I'll take it. I saw it on the store page a few days earlier and I found myself intrigued by the concept. An RTS that doesn't pretend to be a match between two equal players and instead puts you against an AI with vastly more resources than you right off the bat.
It's a game that I've wanted to be made for quite a while since I believe that trying to make an RTS AI on par with humans is a waste of effort. With this asymmetrical approach, you can provide a balanced experience even if the AI is not a genius. You can also do more things with the opponent in general. You can give them all sorts of weird units and abilities since you don't have to worry about a player trying to use them themselves and either being overwhelmed or exploiting them. Best of all though the AI doesn't have to cheat since those extra resources should already be part of the deal.
One thing to keep in mind is that this isn't just about having "good AI". if the AI is as good as the human, all battles must turn into symmetric battles to make them fair. This would seriously limit the sort of narratives you can tell. They
have better AI for RTS's that have been developed over the last 20 years, but we still don't use them in campaign design. For a good reason.
There are some articles and videos about game AI, pointing out that the goal
isn't to create this awesome super AI able to "beat" the player, because that has in fact been tried, and found to be the opposite of fun. Proper single-player game AI is about what experience it delivers to the player, not about "beating" them.

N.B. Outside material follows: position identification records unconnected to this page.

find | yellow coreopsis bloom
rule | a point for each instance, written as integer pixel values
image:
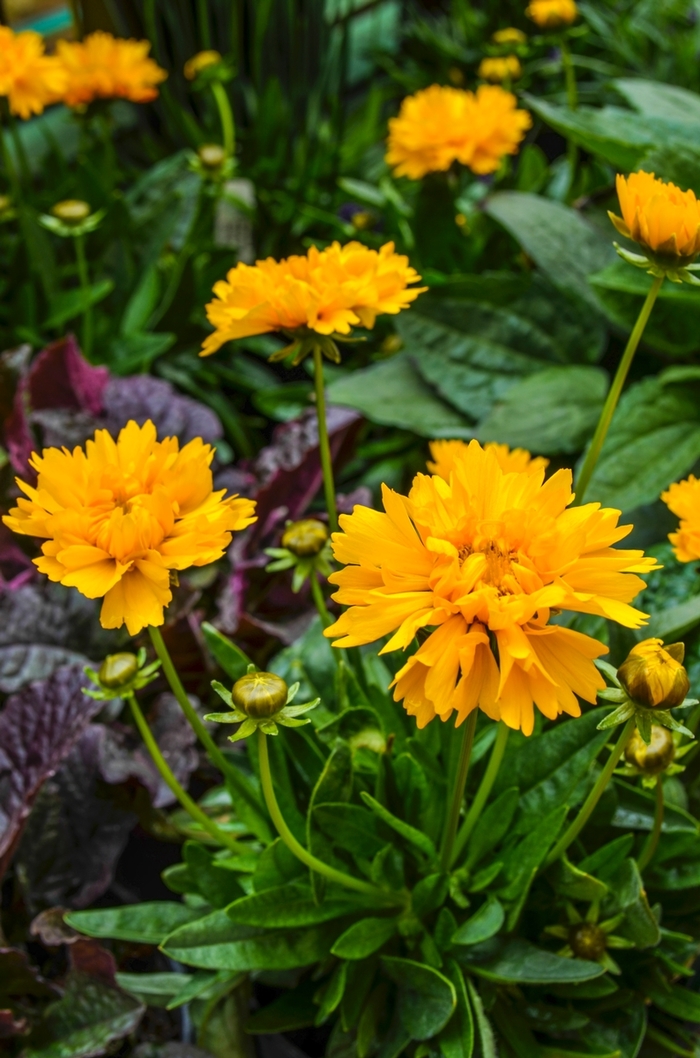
(481, 560)
(447, 454)
(328, 291)
(500, 68)
(442, 125)
(29, 78)
(683, 499)
(552, 14)
(118, 516)
(103, 67)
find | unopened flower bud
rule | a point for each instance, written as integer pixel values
(654, 759)
(117, 670)
(71, 211)
(259, 694)
(587, 941)
(306, 537)
(654, 676)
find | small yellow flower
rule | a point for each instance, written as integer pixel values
(201, 61)
(441, 125)
(500, 68)
(121, 515)
(552, 14)
(654, 675)
(29, 78)
(103, 67)
(683, 499)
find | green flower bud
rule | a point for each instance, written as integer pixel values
(305, 539)
(117, 670)
(259, 694)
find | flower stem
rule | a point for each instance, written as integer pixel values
(484, 789)
(615, 389)
(446, 850)
(652, 840)
(170, 781)
(295, 846)
(226, 117)
(324, 443)
(576, 826)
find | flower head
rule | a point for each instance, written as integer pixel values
(441, 125)
(118, 516)
(683, 499)
(552, 14)
(447, 454)
(481, 561)
(500, 68)
(327, 291)
(29, 78)
(103, 67)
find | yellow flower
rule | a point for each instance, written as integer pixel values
(441, 125)
(329, 291)
(683, 499)
(551, 14)
(446, 454)
(660, 217)
(29, 78)
(118, 516)
(482, 561)
(654, 676)
(103, 67)
(500, 68)
(509, 36)
(200, 61)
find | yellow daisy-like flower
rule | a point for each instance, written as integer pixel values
(118, 516)
(442, 125)
(329, 291)
(483, 560)
(500, 68)
(29, 78)
(552, 14)
(447, 454)
(683, 499)
(103, 67)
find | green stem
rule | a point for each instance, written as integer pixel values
(652, 840)
(85, 287)
(226, 116)
(593, 798)
(615, 389)
(324, 443)
(295, 846)
(484, 789)
(167, 776)
(458, 791)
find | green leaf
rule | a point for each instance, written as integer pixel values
(552, 412)
(365, 937)
(426, 998)
(143, 923)
(483, 925)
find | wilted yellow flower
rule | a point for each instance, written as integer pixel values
(118, 516)
(683, 499)
(329, 291)
(551, 14)
(654, 675)
(500, 68)
(442, 125)
(659, 216)
(446, 454)
(103, 67)
(29, 78)
(201, 61)
(485, 557)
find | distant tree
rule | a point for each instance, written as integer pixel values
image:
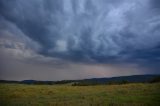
(154, 80)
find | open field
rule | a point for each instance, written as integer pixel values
(66, 95)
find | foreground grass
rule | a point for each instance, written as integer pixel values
(67, 95)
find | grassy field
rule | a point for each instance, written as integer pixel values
(67, 95)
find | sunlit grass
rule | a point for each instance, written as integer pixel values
(67, 95)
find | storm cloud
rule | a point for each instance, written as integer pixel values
(59, 33)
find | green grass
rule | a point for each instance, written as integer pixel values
(66, 95)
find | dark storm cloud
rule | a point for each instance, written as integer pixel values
(89, 30)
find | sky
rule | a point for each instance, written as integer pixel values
(77, 39)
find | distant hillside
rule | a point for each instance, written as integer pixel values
(133, 78)
(93, 81)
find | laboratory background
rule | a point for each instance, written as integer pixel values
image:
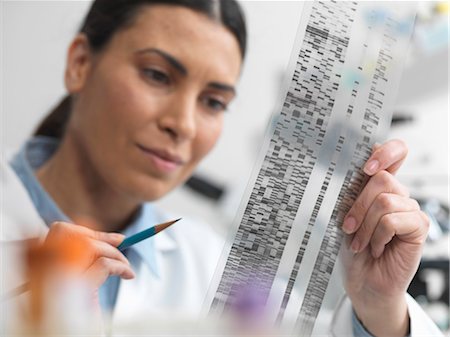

Imagine you're playing a Call of Duty single-player campaign but they've replaced all the AIs with multiplayer bots. It'd be the opposite of "fun". It would be almost unmarketable. Sure, they would be "smarter", but then you'd have to redesign all the campaigns to basically be small-squad skirmishes. CoD and similar in the single-player modes are narrative / cinematic experiences. Replicating that experience in a game isn't about having the best AI for every soldier, it's about replicating the "movie" experience.